When Gasol or Randolph isolates in the post -- something Memphis really likes to do -- keep an eye on how many Grizzlies are beyond the 3-point line. On many occasions, that number is one. Memphis doesn't have many shooters, but just because a player doesn't intend to shoot a 3 doesn't mean he can't stand out there. It's a much better place from which to start a cut to the basket and opens up passing angles out of the post.
Generally, the Grizzlies seem unsure of the plan when they get into those post isolations. This could be a result of Tayshaun Prince's unfamiliarity with the offense, but the timing and routing of their cuts often seem improvised. That can work, but often two Grizzlies will cut at the same time or, in anticipation of a teammate's cut, no one at all will cut. In addition to complicating the post-up player's job as a passer, it also prevents Memphis from quickly moving into secondary actions on the weakside when the post player passes out.
Prince has played two full games (66 minutes) without shooting a 3-pointer.

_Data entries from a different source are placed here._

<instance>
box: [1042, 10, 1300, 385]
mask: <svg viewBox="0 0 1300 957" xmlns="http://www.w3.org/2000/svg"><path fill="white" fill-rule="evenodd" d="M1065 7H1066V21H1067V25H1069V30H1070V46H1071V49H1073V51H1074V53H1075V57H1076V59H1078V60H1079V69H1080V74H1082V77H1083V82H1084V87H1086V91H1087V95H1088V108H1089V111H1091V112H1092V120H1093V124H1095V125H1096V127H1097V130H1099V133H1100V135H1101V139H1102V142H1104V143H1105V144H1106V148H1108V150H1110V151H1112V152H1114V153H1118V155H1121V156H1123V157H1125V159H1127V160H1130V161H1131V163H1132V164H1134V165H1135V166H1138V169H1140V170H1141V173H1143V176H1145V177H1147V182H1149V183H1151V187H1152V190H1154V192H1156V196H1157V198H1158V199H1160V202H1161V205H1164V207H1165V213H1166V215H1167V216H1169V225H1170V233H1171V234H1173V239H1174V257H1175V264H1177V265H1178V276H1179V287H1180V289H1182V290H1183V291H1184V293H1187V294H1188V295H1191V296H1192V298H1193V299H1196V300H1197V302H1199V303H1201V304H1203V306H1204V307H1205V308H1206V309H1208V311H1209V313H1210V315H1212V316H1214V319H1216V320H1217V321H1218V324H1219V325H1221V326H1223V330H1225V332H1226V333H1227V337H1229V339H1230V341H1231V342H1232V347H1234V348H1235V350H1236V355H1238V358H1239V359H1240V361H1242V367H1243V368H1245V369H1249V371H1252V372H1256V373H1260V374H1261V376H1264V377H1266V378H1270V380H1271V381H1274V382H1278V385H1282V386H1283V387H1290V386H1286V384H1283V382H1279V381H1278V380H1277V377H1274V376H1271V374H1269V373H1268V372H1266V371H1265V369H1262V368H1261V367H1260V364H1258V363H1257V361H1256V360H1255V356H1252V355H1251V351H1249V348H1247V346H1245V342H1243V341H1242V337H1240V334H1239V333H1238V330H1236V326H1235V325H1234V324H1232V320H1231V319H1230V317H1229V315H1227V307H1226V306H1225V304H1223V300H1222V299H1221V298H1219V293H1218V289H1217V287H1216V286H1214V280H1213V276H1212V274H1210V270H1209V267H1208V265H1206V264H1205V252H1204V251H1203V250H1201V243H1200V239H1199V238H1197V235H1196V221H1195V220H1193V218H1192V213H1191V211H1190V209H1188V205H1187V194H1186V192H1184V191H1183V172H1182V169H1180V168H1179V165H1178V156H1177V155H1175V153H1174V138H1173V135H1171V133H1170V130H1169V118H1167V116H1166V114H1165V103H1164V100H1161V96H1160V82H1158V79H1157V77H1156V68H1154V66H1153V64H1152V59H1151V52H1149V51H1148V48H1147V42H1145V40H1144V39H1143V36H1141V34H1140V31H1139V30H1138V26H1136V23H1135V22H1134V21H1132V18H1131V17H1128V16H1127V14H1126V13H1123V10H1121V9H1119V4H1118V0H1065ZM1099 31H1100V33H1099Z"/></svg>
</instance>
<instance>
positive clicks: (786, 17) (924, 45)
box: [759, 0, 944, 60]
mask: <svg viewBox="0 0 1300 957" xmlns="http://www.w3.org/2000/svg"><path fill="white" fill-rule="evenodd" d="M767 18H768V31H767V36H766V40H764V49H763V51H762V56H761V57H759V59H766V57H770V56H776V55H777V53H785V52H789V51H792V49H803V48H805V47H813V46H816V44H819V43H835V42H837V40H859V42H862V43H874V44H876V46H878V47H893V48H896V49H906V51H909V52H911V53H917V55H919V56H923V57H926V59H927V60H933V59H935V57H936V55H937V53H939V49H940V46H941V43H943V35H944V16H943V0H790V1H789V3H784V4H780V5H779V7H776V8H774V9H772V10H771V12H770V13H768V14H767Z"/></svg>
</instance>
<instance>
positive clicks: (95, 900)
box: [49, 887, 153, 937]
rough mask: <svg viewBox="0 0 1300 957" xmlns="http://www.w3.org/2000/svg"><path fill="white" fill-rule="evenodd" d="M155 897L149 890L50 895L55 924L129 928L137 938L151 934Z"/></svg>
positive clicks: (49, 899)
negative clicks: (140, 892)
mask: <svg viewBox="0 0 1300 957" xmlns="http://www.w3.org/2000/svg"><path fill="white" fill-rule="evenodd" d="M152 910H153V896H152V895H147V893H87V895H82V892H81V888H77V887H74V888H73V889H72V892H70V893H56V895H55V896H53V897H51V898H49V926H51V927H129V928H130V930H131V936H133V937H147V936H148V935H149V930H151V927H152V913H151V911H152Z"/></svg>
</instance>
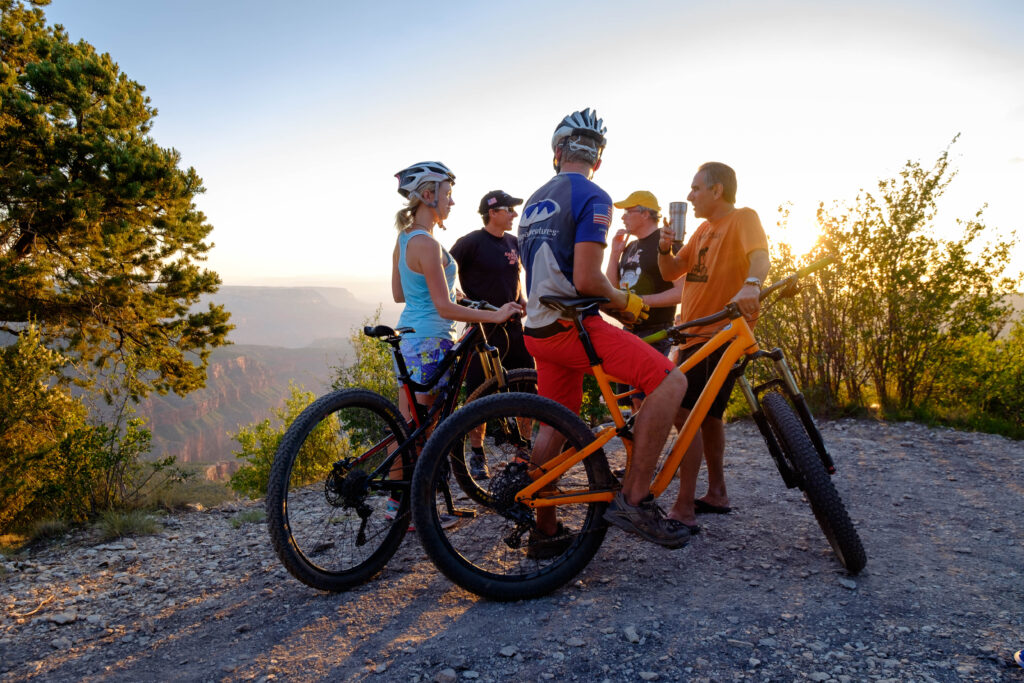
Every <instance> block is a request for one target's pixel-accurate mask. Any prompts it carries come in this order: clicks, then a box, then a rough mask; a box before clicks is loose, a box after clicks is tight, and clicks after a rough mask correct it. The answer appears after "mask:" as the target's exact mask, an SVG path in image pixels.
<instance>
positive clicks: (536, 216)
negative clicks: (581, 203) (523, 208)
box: [519, 200, 561, 229]
mask: <svg viewBox="0 0 1024 683" xmlns="http://www.w3.org/2000/svg"><path fill="white" fill-rule="evenodd" d="M559 211H561V207H559V206H558V202H556V201H554V200H541V201H540V202H538V203H537V204H530V205H529V206H528V207H526V208H525V209H524V210H523V212H522V218H520V219H519V228H520V229H521V228H523V227H526V226H528V225H532V224H534V223H540V222H541V221H544V220H547V219H548V218H551V217H552V216H554V215H555V214H556V213H558V212H559Z"/></svg>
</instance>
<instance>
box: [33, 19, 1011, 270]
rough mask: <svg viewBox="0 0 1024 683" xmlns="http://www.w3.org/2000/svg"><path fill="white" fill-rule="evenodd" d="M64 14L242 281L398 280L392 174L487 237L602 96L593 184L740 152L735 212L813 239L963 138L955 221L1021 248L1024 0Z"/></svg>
mask: <svg viewBox="0 0 1024 683" xmlns="http://www.w3.org/2000/svg"><path fill="white" fill-rule="evenodd" d="M45 12H46V14H47V17H48V20H49V22H50V23H54V24H61V25H63V26H65V28H66V29H67V31H68V32H69V33H70V35H71V37H72V38H73V39H76V40H77V39H84V40H86V41H88V42H89V43H91V44H92V45H94V46H95V47H96V48H97V49H98V50H99V51H104V52H110V53H111V55H112V56H113V57H114V59H115V60H116V61H117V62H118V63H119V65H120V67H121V69H122V71H123V72H124V73H126V74H127V75H128V76H129V77H130V78H132V79H133V80H136V81H138V82H139V83H141V84H142V85H144V86H145V87H146V91H147V93H148V95H150V97H151V98H152V101H153V104H154V105H155V106H156V108H157V109H158V110H159V116H158V117H157V119H156V124H155V126H154V130H153V134H154V136H155V138H156V139H157V141H158V142H159V143H160V144H161V145H163V146H173V147H175V148H177V150H178V151H179V152H180V153H181V155H182V158H183V164H184V165H186V166H194V167H195V168H196V169H197V171H198V172H199V174H200V175H201V176H202V177H203V179H204V182H205V185H206V188H207V193H206V194H205V195H203V196H202V197H201V198H200V199H199V200H198V204H199V207H200V208H201V209H202V210H203V211H204V212H205V213H206V214H207V217H208V219H209V222H210V223H211V224H212V225H213V226H214V230H213V232H212V237H211V239H212V241H213V242H214V243H215V244H216V247H215V248H214V249H213V251H212V252H211V254H210V258H209V261H208V264H207V265H208V267H211V268H212V269H214V270H216V271H217V272H219V273H220V274H221V276H222V279H223V280H224V282H225V284H228V285H244V284H249V285H252V284H336V285H351V284H353V283H355V282H357V281H360V280H385V279H387V278H388V276H389V274H390V255H391V249H392V247H393V244H394V239H395V230H394V213H395V211H397V210H398V209H399V208H400V206H401V198H400V197H399V196H398V195H397V194H396V191H395V188H396V181H395V179H394V177H393V175H394V173H395V171H397V170H398V169H400V168H402V167H404V166H408V165H409V164H411V163H414V162H417V161H423V160H440V161H442V162H443V163H445V164H447V165H449V166H450V167H451V168H452V169H453V170H454V171H455V173H456V175H457V183H456V187H455V194H454V198H455V200H456V207H455V208H454V210H453V214H452V217H451V218H450V219H449V220H447V221H446V223H447V226H449V229H447V230H446V231H445V232H441V233H440V234H439V239H440V241H441V242H442V244H444V245H446V246H451V245H452V244H453V243H454V242H455V240H456V239H458V238H459V237H460V236H461V234H464V233H466V232H468V231H470V230H472V229H476V228H477V227H479V225H480V220H479V217H478V214H477V213H476V207H477V204H478V202H479V199H480V197H481V196H482V195H483V194H484V193H485V191H487V190H489V189H493V188H496V187H501V188H503V189H505V190H507V191H509V193H511V194H512V195H515V196H517V197H527V196H528V195H529V194H530V193H531V191H532V190H534V189H536V188H537V187H538V186H540V185H541V184H542V183H544V182H545V181H546V180H547V179H548V178H549V177H550V176H551V174H552V169H551V148H550V139H551V133H552V131H553V129H554V127H555V124H556V123H557V122H558V120H559V119H560V118H561V117H562V116H563V115H564V114H567V113H569V112H571V111H573V110H577V109H583V108H585V106H591V108H595V109H596V110H597V112H598V113H599V115H600V116H601V117H602V118H603V119H604V122H605V124H606V125H607V128H608V146H607V148H606V151H605V155H604V163H603V166H602V168H601V169H600V170H599V171H598V173H597V175H596V177H595V180H596V181H597V182H598V183H599V184H600V185H601V186H603V187H604V188H605V189H606V190H608V193H609V194H611V195H612V197H613V199H615V200H618V199H623V198H625V197H626V196H627V195H628V194H629V193H631V191H632V190H634V189H639V188H645V189H649V190H651V191H653V193H654V194H655V195H656V196H657V198H658V199H659V201H660V203H662V205H663V207H666V209H667V207H668V203H669V202H670V201H678V200H683V199H685V196H686V193H687V191H688V186H689V182H690V179H691V177H692V175H693V172H694V171H695V169H696V167H697V166H698V165H699V164H700V163H702V162H705V161H722V162H725V163H727V164H729V165H731V166H732V167H733V168H735V169H736V172H737V175H738V178H739V191H738V202H737V203H738V204H739V205H741V206H750V207H752V208H754V209H756V210H757V211H758V212H759V213H760V214H761V217H762V221H763V223H764V224H765V228H766V230H767V232H768V234H769V239H770V240H773V241H783V242H788V243H791V244H793V245H795V246H796V247H797V249H798V251H804V250H806V249H807V248H809V246H810V245H811V244H812V243H813V241H814V237H815V227H814V224H813V216H814V210H815V208H816V207H817V204H818V202H820V201H824V202H831V201H834V200H839V201H846V202H849V201H852V200H853V199H854V197H855V196H856V194H857V190H858V189H859V188H861V187H864V188H871V187H873V186H874V184H876V182H877V180H878V179H879V178H881V177H884V176H888V175H892V174H894V173H897V172H898V171H899V170H900V168H902V166H903V164H904V163H905V162H906V161H907V160H921V161H922V162H923V163H925V164H927V165H930V164H931V163H932V162H934V160H935V159H936V158H937V157H938V155H939V154H940V153H941V152H942V150H944V148H945V147H946V146H947V145H948V143H949V142H950V140H951V139H952V138H953V136H954V135H955V134H957V133H959V134H961V138H959V140H958V142H956V144H954V145H953V147H952V158H953V160H954V163H955V166H956V168H957V169H958V171H959V175H958V176H957V178H956V179H955V180H954V181H953V183H952V185H951V186H950V188H949V190H948V191H947V195H946V200H945V202H944V203H943V204H942V206H941V208H942V211H941V212H940V215H939V223H940V224H942V225H943V226H944V229H946V230H952V229H953V225H954V219H955V218H957V217H963V218H968V217H971V216H973V214H974V213H975V212H976V211H977V210H978V209H979V208H981V207H982V206H983V205H984V204H987V205H988V208H987V209H986V211H985V221H986V223H987V225H988V226H989V228H990V232H991V233H992V234H993V236H999V237H1009V234H1010V232H1011V231H1012V230H1017V232H1018V233H1019V234H1020V236H1021V237H1022V238H1024V219H1022V218H1021V215H1022V213H1021V188H1022V187H1024V41H1022V40H1021V36H1022V35H1024V2H1020V1H1019V0H1006V1H1002V2H999V1H995V0H973V1H972V2H970V3H968V2H949V1H944V0H930V1H920V2H919V1H915V0H888V1H885V2H872V1H865V0H856V1H852V0H851V1H846V2H833V1H829V0H802V1H801V0H734V1H730V0H719V1H718V2H713V3H711V2H707V1H701V2H690V1H688V0H687V1H680V0H675V1H665V2H657V1H648V0H635V1H634V2H631V3H624V2H605V1H600V0H588V1H586V2H575V1H572V2H551V1H550V0H548V1H545V2H532V1H530V2H519V3H498V2H460V1H449V2H416V3H411V2H397V1H394V0H391V1H389V2H359V3H351V2H335V1H329V0H307V1H305V2H302V3H296V4H288V3H282V2H280V1H274V2H270V1H268V0H247V1H243V0H231V1H228V0H217V1H211V0H173V1H171V0H146V1H145V2H139V1H138V0H54V1H53V3H52V4H51V5H49V6H48V7H46V8H45ZM782 203H791V204H792V218H791V221H790V222H791V228H790V229H788V230H786V231H783V230H781V229H780V228H778V227H777V226H776V220H777V217H778V214H777V208H778V206H779V205H780V204H782ZM688 219H689V223H688V225H689V229H690V231H692V229H693V227H695V225H696V222H695V221H694V218H693V216H692V214H691V215H690V216H688ZM614 225H615V226H618V225H621V223H620V222H618V215H616V216H615V223H614ZM948 233H949V234H952V232H951V231H950V232H948ZM1013 265H1014V270H1021V269H1024V246H1019V247H1018V249H1017V251H1016V256H1015V261H1014V264H1013Z"/></svg>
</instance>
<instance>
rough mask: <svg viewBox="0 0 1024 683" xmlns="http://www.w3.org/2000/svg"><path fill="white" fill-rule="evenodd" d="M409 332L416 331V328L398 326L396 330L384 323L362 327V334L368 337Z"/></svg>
mask: <svg viewBox="0 0 1024 683" xmlns="http://www.w3.org/2000/svg"><path fill="white" fill-rule="evenodd" d="M410 332H416V330H414V329H413V328H398V329H397V330H392V329H391V328H389V327H388V326H386V325H378V326H377V327H374V328H371V327H366V328H362V334H365V335H366V336H368V337H394V336H395V335H396V334H398V335H402V334H407V333H410Z"/></svg>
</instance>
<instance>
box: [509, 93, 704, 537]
mask: <svg viewBox="0 0 1024 683" xmlns="http://www.w3.org/2000/svg"><path fill="white" fill-rule="evenodd" d="M605 130H606V129H605V128H604V126H603V123H602V121H601V120H600V119H598V118H597V113H596V112H591V111H590V110H589V109H587V110H584V111H583V112H573V113H572V114H570V115H568V116H566V117H565V118H563V119H562V120H561V121H560V122H559V123H558V126H557V127H556V128H555V133H554V135H553V137H552V140H551V147H552V152H553V153H554V166H555V170H556V172H557V175H555V177H553V178H552V179H551V180H549V181H548V182H547V183H545V184H544V186H543V187H541V188H540V189H538V190H537V191H536V193H534V195H532V196H531V197H530V198H529V199H528V200H527V201H526V203H525V205H524V207H525V208H524V209H523V212H522V217H521V218H520V219H519V253H520V256H521V258H522V261H523V265H524V267H525V270H526V301H527V303H526V321H525V329H524V334H525V341H526V348H527V349H528V350H529V352H530V354H531V355H532V356H534V358H535V360H536V361H537V374H538V393H540V394H541V395H542V396H547V397H549V398H552V399H554V400H557V401H558V402H560V403H562V404H563V405H565V407H566V408H568V409H569V410H570V411H572V412H574V413H578V414H579V412H580V408H581V404H582V401H583V376H584V374H585V373H587V372H589V371H590V362H589V360H588V358H587V354H586V352H585V351H584V348H583V344H582V343H581V342H580V339H579V337H578V336H577V333H575V331H574V329H573V328H572V327H571V324H570V323H569V322H567V321H565V319H561V318H560V316H559V313H558V312H557V311H555V310H553V309H551V308H548V307H546V306H544V305H543V304H542V303H541V300H540V299H541V297H542V296H545V295H555V296H563V297H580V296H599V297H605V298H607V299H608V300H609V303H607V304H605V308H606V309H608V310H610V311H620V314H621V315H623V316H624V318H626V319H631V321H637V322H639V321H641V319H643V317H644V313H645V311H646V308H647V307H646V306H645V305H644V303H643V300H642V299H641V298H640V297H639V296H637V295H635V294H633V293H631V292H628V291H624V290H618V289H615V288H614V287H612V285H611V283H609V282H608V279H607V278H606V276H605V275H604V271H603V267H602V264H603V261H604V248H605V245H606V242H607V231H608V227H609V226H610V225H611V214H612V203H611V198H610V197H608V194H607V193H605V191H604V190H603V189H601V188H600V187H599V186H597V184H595V183H594V182H593V181H592V180H591V178H592V177H593V175H594V171H596V170H597V169H598V168H599V167H600V165H601V153H602V152H603V150H604V145H605V138H604V133H605ZM583 325H584V328H585V329H586V330H587V332H588V334H589V335H590V338H591V340H592V342H593V343H594V347H595V348H596V350H597V353H598V355H599V356H600V357H601V359H602V365H603V367H604V369H605V370H606V371H607V372H608V373H609V374H610V375H612V376H614V377H617V378H620V379H622V380H625V381H627V382H629V383H630V384H632V385H633V386H636V387H640V388H641V389H643V391H644V392H645V393H646V394H647V400H646V401H645V402H644V404H643V410H642V411H640V412H639V413H638V415H637V421H636V424H635V428H634V435H635V440H634V452H633V453H634V459H633V466H632V467H631V468H630V473H629V476H628V477H627V478H626V479H625V480H624V481H623V488H622V490H621V492H618V493H617V494H616V495H615V498H614V500H613V501H612V503H611V505H610V506H609V507H608V510H607V512H606V513H605V519H607V520H608V522H610V523H612V524H614V525H616V526H618V527H621V528H623V529H625V530H627V531H629V532H631V533H636V535H638V536H640V537H641V538H643V539H645V540H647V541H650V542H652V543H657V544H660V545H663V546H666V547H669V548H681V547H682V546H684V545H686V542H687V541H688V540H689V537H690V535H691V528H690V527H688V526H686V525H684V524H682V523H680V522H678V521H676V520H671V519H666V518H665V517H664V516H663V514H662V512H660V511H659V510H658V508H657V506H656V505H655V504H654V501H653V498H652V497H651V495H650V482H651V477H652V475H653V473H654V468H655V466H656V463H657V458H658V456H659V455H660V453H662V447H663V446H664V444H665V441H666V439H667V438H668V435H669V430H670V429H671V427H672V420H673V418H674V417H675V413H676V408H677V407H678V404H679V401H680V400H681V399H682V396H683V394H684V393H685V390H686V380H685V378H684V377H683V375H682V373H680V372H678V371H676V368H675V366H673V364H672V362H671V361H670V360H669V359H668V358H666V357H665V356H664V355H662V354H660V353H659V352H658V351H656V350H655V349H654V348H652V347H651V346H649V345H647V344H645V343H643V342H642V341H641V340H640V339H639V338H638V337H636V336H634V335H631V334H630V333H628V332H625V331H623V330H621V329H620V328H617V327H615V326H613V325H611V324H609V323H608V322H606V321H604V319H603V318H602V317H601V316H600V314H599V311H598V307H597V306H594V307H592V308H591V309H589V310H587V311H586V312H585V313H584V318H583ZM560 446H561V443H560V441H559V440H558V439H557V437H556V435H555V434H554V430H552V429H550V428H542V431H541V432H540V433H539V434H538V437H537V442H536V447H535V449H534V453H532V462H534V463H535V464H542V463H544V462H546V461H548V460H550V459H551V458H552V457H554V456H555V455H557V454H558V452H559V449H560ZM568 543H571V540H570V539H569V538H568V537H567V535H566V532H565V529H564V528H563V527H562V524H561V522H558V521H557V519H556V517H555V508H540V509H538V511H537V529H536V531H535V532H534V533H531V538H530V548H531V549H534V552H535V556H541V554H542V553H543V554H546V555H547V556H555V555H558V554H560V553H561V552H562V551H563V549H564V547H565V546H567V545H568Z"/></svg>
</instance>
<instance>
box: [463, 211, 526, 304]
mask: <svg viewBox="0 0 1024 683" xmlns="http://www.w3.org/2000/svg"><path fill="white" fill-rule="evenodd" d="M451 251H452V256H454V257H455V260H456V262H458V263H459V282H460V284H461V285H462V291H463V293H464V294H465V295H466V296H467V297H469V298H470V299H479V300H483V301H486V302H487V303H489V304H492V305H494V306H501V305H503V304H505V303H508V302H509V301H518V300H519V297H520V295H521V292H522V290H521V285H520V282H519V273H520V272H521V270H520V264H519V242H518V241H517V240H516V239H515V238H514V237H513V236H511V234H508V233H505V234H503V236H502V237H500V238H496V237H495V236H493V234H490V233H489V232H487V231H486V230H485V229H483V228H480V229H478V230H474V231H472V232H470V233H469V234H466V236H464V237H462V238H460V239H459V240H458V241H457V242H456V243H455V245H454V246H453V247H452V250H451Z"/></svg>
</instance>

You can't be the small forward alongside Tony Allen and not shoot 3s. This is related to the previous bullets: Prince doesn't hunt 3-point shots by waiting a stride behind the line so that he can step into a 3. He either waits with his toes on the line or creeps toward the paint, where a long 2-pointer is his only option. This should be an easy fix for Memphis.
The second unit runs a lot of double pick-and-roll action early in the shot clock in which the point guard, either Tony Wroten or Jerryd Bayless, comes off two screens in the middle of the court. One of the screeners will pop for a 18-footer, the other will dive to the rim. This movement takes advantage of one of the fundamental principles of basketball movement: You have to go away from the space you want to use. For most teams, and certainly in Memphis' case, that space is the paint. Sets that begin with both bigs away from the paint might sacrifice some offensive rebounding opportunities, but they also create space to post up for the big who rolls to the rim. This is a dynamic the San Antonio Spurs take full advantage of, even when they play Tiago Splitter and Tim Duncan at the same time. Neither can shoot 3s, but they are so disciplined in their spacing that they keep out of each other's way.